To continue to the next leg of this book tour, please visit the main list at  


  1. Both of your answers really add to my consideration of the characters, because they are points I hadn't though of. I like the way you see Arianna and commitment/conventionality/independence.

    I'm so glad you enjoyed the book and that you joined the tour, Anne!

  2. "I got a sense that Arianna wanted Ethan to know what to do on his own and do it without having to be asked." Ah this. I have been through many years of personal and couples counseling and this is STILL an issue for me. My therapist has been coaching me through accepting that I need to ask for some things, sometimes over and over again, and that by asking for them I'm not devaluing the doing of them (that is how it feels for me, like if I had to ask for it, it doesn't mean as much when he does it). There is still the petulant child part of me that wants to stomp her foot and say, BUT HE SHOULD KNOW AND DO IT! but she is getting quieter by the year. Hopefully some day, she'll go away completely.

  3. I do agree with you that Arianna wanted Ethan to do things independently. I can remember feeling the same way with my ex husband. If I could see it needed done why couldn't he? Through the years I have gotten better about stating my needs but still am not as good as I should be with it.
    Your post provided some insights I had not considered. Thanks

  4. First and foremost, thank you for reading the book and participating in the tour!

    You got it exactly: "Arianna is a mature, independent woman who can survive on her own with or without a man. I feel this sense of her independence has led Arianna to feel that she doesn't need a piece of paper to feel committed to a relationship."

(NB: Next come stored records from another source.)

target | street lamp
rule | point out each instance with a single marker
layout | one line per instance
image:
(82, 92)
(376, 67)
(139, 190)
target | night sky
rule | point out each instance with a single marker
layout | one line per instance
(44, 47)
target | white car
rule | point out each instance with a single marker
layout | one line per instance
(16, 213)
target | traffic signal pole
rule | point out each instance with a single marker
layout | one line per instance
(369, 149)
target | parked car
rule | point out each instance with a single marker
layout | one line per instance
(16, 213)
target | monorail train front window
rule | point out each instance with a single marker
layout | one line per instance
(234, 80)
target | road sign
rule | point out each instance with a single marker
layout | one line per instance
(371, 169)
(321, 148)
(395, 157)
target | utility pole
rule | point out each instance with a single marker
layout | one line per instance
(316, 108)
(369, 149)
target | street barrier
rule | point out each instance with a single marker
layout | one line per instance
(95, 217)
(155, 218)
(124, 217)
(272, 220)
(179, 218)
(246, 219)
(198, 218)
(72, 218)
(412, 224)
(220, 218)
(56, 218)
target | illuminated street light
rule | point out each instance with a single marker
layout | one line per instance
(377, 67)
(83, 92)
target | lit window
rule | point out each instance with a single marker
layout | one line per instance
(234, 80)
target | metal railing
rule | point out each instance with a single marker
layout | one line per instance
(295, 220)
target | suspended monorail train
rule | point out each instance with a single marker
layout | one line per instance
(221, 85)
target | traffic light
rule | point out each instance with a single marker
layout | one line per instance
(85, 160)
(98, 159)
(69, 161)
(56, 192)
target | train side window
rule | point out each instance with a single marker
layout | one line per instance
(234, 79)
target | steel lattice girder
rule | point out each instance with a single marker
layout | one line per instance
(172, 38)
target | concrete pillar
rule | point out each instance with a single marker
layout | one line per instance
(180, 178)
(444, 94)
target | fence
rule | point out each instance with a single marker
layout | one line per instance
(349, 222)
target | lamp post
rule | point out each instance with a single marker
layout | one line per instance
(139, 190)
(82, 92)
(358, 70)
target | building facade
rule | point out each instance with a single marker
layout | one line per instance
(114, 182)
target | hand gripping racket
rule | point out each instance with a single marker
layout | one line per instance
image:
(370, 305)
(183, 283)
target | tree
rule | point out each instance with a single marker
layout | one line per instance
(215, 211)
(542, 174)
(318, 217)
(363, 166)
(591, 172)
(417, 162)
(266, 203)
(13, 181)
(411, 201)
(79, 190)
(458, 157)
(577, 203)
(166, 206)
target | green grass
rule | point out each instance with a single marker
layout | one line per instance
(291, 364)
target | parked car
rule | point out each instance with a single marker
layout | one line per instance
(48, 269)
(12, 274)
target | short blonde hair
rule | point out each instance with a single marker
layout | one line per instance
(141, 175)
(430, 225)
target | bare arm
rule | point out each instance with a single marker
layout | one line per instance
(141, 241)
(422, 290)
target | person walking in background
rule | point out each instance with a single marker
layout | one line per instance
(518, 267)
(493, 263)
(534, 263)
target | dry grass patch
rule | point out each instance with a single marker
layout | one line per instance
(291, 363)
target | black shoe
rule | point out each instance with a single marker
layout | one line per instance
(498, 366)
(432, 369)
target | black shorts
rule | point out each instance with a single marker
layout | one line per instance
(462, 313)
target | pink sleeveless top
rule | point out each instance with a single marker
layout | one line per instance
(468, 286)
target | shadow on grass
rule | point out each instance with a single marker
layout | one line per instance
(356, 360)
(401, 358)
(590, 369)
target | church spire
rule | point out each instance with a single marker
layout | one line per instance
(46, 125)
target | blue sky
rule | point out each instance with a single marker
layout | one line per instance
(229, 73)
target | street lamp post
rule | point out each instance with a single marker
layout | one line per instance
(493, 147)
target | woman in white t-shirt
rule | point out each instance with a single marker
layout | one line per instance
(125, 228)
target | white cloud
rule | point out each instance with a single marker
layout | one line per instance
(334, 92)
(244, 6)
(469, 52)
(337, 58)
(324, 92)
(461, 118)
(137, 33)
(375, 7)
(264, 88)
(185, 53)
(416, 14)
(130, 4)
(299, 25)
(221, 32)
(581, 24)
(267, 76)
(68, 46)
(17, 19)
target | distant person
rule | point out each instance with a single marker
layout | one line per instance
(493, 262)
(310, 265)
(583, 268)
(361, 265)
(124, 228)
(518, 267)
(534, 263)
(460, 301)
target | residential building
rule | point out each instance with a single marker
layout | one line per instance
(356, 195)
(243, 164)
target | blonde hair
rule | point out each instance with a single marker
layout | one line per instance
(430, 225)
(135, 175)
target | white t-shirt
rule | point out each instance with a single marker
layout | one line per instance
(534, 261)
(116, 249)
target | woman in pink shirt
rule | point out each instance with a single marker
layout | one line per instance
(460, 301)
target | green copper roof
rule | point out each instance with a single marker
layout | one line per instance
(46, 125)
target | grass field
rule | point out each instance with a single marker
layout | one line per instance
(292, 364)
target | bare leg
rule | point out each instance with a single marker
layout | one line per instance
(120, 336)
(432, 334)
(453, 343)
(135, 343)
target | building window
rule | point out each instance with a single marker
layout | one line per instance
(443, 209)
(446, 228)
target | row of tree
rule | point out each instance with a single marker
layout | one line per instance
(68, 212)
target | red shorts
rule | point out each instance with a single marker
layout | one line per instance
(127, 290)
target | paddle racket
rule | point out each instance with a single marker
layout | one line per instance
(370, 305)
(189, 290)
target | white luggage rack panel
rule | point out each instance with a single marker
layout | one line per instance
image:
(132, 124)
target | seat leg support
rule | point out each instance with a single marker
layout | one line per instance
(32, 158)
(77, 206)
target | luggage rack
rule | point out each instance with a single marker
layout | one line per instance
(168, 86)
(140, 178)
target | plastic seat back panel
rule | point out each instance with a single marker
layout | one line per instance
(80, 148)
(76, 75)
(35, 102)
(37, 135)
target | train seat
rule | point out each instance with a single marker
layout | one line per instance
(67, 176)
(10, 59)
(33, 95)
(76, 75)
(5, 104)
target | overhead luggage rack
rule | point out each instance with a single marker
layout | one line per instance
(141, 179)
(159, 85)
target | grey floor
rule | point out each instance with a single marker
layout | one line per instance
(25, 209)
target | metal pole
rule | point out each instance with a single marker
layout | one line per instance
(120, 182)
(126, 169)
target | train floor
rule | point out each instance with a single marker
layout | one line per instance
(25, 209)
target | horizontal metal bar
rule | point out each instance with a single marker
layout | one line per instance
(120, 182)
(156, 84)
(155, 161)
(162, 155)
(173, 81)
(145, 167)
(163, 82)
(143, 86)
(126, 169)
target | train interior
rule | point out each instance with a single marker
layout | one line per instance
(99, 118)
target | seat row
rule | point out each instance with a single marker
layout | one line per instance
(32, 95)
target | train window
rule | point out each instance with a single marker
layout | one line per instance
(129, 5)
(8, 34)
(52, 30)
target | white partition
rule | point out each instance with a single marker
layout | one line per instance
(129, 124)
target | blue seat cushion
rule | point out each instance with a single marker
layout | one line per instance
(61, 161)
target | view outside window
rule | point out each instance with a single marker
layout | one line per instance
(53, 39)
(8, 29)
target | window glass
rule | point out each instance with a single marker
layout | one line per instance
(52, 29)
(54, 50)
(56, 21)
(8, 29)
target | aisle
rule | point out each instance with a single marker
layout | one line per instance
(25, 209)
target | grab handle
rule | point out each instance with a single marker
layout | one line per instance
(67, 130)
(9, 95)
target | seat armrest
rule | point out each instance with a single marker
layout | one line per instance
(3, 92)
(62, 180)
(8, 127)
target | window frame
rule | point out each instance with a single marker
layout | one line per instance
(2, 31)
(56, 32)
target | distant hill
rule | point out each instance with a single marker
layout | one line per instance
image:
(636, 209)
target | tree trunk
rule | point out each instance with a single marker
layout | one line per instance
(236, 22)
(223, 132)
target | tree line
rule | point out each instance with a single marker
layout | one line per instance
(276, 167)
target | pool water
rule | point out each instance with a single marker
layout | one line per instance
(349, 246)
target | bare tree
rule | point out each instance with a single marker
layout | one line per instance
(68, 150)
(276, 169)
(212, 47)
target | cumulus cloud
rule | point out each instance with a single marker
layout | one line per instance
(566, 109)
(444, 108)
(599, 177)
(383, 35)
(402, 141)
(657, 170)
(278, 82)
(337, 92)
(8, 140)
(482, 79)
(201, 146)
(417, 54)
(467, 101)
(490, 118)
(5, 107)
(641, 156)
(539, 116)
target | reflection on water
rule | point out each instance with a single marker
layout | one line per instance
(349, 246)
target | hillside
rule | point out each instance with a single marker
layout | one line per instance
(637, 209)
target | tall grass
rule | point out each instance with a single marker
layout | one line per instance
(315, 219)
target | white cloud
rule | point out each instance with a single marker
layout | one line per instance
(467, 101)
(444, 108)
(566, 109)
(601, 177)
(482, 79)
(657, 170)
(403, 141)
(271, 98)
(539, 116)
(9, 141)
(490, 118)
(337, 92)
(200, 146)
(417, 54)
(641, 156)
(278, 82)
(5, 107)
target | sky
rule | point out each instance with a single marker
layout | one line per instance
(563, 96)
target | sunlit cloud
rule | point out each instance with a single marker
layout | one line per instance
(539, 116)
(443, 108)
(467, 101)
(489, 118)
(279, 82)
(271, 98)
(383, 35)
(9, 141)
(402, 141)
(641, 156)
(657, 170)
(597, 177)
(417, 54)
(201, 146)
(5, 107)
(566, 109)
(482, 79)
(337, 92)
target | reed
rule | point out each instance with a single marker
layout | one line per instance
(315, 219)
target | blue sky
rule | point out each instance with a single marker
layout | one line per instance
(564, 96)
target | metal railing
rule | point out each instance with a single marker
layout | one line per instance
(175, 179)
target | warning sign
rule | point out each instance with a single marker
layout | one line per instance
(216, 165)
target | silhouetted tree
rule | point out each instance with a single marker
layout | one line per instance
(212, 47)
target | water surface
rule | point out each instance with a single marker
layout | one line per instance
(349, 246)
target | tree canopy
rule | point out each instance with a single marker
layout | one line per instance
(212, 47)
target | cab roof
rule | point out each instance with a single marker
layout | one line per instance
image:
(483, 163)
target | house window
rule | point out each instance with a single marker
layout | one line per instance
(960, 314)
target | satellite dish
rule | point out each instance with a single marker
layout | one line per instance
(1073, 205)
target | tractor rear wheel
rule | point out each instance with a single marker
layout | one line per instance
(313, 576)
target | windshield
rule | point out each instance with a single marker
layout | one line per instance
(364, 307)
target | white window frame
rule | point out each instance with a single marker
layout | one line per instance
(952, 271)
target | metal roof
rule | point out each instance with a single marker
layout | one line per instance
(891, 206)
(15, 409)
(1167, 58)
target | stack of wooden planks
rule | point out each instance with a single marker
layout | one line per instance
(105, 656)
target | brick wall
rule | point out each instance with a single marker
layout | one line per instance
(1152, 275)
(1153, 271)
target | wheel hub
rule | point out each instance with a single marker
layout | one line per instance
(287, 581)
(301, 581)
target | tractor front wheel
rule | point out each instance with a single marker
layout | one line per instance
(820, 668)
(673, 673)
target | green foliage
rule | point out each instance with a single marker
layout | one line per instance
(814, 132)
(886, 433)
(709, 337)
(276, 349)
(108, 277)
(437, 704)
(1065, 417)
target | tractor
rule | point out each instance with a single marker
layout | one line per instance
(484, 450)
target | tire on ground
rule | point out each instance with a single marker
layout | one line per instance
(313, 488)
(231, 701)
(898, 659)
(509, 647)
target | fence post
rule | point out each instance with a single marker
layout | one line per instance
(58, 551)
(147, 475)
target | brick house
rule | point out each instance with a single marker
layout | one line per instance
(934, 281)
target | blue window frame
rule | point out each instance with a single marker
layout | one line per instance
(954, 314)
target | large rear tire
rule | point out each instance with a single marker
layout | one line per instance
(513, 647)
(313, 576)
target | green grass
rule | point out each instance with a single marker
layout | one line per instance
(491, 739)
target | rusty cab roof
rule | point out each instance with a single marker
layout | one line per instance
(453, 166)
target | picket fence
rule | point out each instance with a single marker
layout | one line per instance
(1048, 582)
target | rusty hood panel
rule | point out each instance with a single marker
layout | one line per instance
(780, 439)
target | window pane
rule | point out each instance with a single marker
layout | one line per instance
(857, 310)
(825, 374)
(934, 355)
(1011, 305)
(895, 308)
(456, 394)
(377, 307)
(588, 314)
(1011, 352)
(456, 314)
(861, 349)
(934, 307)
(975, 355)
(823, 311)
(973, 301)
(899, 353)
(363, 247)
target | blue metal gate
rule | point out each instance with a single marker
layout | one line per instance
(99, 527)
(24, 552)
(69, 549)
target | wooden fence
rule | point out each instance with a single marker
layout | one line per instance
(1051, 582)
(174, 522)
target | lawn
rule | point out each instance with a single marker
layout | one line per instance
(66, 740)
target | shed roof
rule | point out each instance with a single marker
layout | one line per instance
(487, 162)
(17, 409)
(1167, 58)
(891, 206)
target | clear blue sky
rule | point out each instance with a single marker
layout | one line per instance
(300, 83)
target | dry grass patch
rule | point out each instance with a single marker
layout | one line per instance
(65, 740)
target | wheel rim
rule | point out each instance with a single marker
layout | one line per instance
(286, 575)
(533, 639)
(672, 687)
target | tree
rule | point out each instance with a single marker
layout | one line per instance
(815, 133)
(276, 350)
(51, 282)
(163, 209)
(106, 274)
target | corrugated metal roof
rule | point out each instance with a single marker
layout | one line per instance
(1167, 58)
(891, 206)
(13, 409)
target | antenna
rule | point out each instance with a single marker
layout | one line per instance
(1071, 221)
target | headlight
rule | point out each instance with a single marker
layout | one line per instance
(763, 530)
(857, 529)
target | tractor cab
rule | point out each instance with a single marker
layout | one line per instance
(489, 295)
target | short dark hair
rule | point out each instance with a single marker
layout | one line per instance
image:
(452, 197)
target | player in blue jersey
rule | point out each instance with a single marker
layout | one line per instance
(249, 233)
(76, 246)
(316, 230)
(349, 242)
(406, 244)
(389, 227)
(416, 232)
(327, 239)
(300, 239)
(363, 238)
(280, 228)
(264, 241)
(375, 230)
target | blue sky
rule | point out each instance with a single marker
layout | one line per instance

  5. I couldn't agree more that Arianna wanted Ethan to just KNOW what she needed with out her asking. I think it's a dilemma between a all people sometimes, not just men & women. It's a trait in myself that I get frustrated with myself about, that I'll get irritated with someone for not doing what I think they should know I need them to do, or how to do it. Something I am continually working on!

  6. Ah, mind reading... It doesn't work for boys, it doesn't work for girls. The house chores, yes, I agree, men do need clear instructions (there are no house elves after all, not in the houses I have been to), but then women need clear instructions for technical stuff (complicated stuff like adding printers, using appliances, and similar). Just because we know it, we expect people we love to know it too, which is not fair. Although honestly now, how can dirty bowls become invisible for men, HOW? You use it, you leave in on the table, it is still there in the evening, how come you don't see it, eh, HOW? But then, as I said in other comments, one can teach someone how to load (correctly) a dishwasher, but one cannot teach someone how to love. Ethan does love Arianna, and in the ends, she realises she loves him AND wants him to be in her life for good. In the beginning, when he moves in, I got the feeling she was just giving in, she was not exactly persuaded this would be the best idea. And Noah proved that. But when she gets the chance to think about her life, herself and her desires, she chooses Ethan again, who thankfully is still waiting.

    1. Yes, I agree. Arianna needed Noah in her life for that period of time in order to mull things over about her life and her choices and to finally realize that Ethan is really the one for her.